Earlier, in 2018, Iran had hinted that it might be switching to cryptocurrencies, in a way to bypass the US sanctions. In July, Iran’s bitcoin trading volumes skyrocketed after the US passed the sanctions. As earlier reported by Crypto-News India, in the black market, the rate went further higher and was trading on an average of 100,000 Rials for a USD. With economic collapse gaining momentum and fears of Rials losing value, locals have started putting their money in gold coins and virtual currencies in order to circumvent the large effect of the economic sanctions.

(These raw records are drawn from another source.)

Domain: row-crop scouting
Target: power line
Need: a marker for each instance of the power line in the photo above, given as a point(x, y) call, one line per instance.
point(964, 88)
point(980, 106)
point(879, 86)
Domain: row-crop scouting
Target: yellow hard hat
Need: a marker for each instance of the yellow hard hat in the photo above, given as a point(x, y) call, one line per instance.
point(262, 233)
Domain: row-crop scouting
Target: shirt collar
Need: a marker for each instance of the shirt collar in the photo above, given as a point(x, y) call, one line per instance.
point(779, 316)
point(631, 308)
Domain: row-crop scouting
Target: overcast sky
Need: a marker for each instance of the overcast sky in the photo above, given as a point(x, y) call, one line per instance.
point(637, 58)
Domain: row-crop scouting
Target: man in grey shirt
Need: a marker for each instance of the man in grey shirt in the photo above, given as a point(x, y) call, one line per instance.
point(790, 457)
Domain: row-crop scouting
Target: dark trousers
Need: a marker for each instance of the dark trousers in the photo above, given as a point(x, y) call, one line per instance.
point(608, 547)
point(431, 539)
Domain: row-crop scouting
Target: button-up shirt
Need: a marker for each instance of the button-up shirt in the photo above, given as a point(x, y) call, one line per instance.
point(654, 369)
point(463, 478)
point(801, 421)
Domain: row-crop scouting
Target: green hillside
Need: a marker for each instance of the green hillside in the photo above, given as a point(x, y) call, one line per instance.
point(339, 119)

In December, Iranian students, after being denied banking services, began using cryptocurrencies to pay for their education. As earlier reported by Crypto-News India, due to the denial of banking services, many students have not been able to pay their tuition fees. As an alternative, they were asked to go to Iran and pay the tuition fees or else face expulsion. A news portal, Altcoin Era quoted an associate professor, Mai Sato, as saying that the prices of air tickets may also go up. Sato said, “Even if the funds for the flight and fees can be raised, requiring a student to transport large amounts of cash within and from a country classified by the foreign office as a high-risk country, exposes the university to justifiable criticism.”
Iran also reported that a nationalized version of SWIFT may be launched soon.